Fourth-year College student and Newcomb Hall Building Manager Mike Provenza, who worked with Powell for three years, also thought quite highly of him. Provenza was originally hired as a building attendant, which is a position that involved working very closely with Powell.

"He was really a modest guy and he didn't really talk about himself very much -- if you wanted to get to know him, you kind of had to pry information out of him," Provenza said. "But the one thing that stuck out was that I can honestly say that he was more of an advocate for students than anyone I've met at the University."

Provenza attributed Powell's great popularity with the students to the fact that he was always willing to do anything he could to help someone else.

"He would ask if I needed a day off and he would do everything in his power to do that, including offer to work my shift himself -- he's a 64-year-old man and he's offering to close the building at two o'clock in the morning," Provenza said. "With that type of relationship, I would do everything I could to help him out because I knew that he would do the same thing for me."

With Powell gone, many noticed some differences around Newcomb.

Provenza said the building managers, who normally work shifts when Powell wasn't going to be there anyway, are still feeling the impact of not having Powell as a resource of information anymore.

"We have to ask ourselves, 'What would Larry do?' in any situation that comes up," Provenza said.

While Powell's death was the loss of a coworker and friend for many, it was also the loss of the significant amount of knowledge about Newcomb and the University that Powell carried around in his memory.

"There's a lot of history in the attic of Newcomb," Provenza said. "There's really incredibly old Cav Dailys up there, yearbooks from 1895, there's really old art, just a whole lot of stuff and, a lot of it, only [Powell] knows where it is.
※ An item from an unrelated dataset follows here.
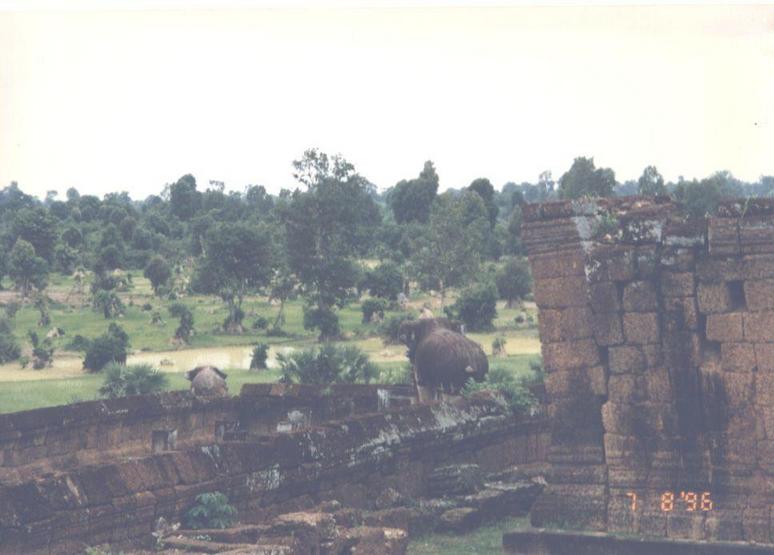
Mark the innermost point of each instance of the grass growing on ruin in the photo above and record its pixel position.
(483, 541)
A lot of the stuff is currently lost, and it wasn't lost before, but now that Larry's gone, it's lost because no one else knew where it was and really, no one else cared."

Powell's death is being felt throughout Newcomb Hall, but the staff has discussed plans to memorialize Powell in some way.

"When something unexpected like this happens, you need some time to grieve and reflect," Ashby said. "Now we're getting to the point where we can discuss future plans."

The students and staff have talked about having a memorial in the building to recognize him in some permanent way; there has also been talk of an annual award for a student employee in honor of him, Ashby said.

Ashby mentioned that though it is still in the planning process, he envisions the award's purpose being "to recognize whoever reflects the commitment and passion Larry exhibited during his 23 years here."

Ward said that she thought a memorial of some sort in honor of Powell would be an excellent tribute to the man who devoted so much of his life to Newcomb Hall and the University.

"He's going to be greatly missed for a long time to come," Ward said. "New students that come in next year will never have known him, but this will be a great way to keep his name alive."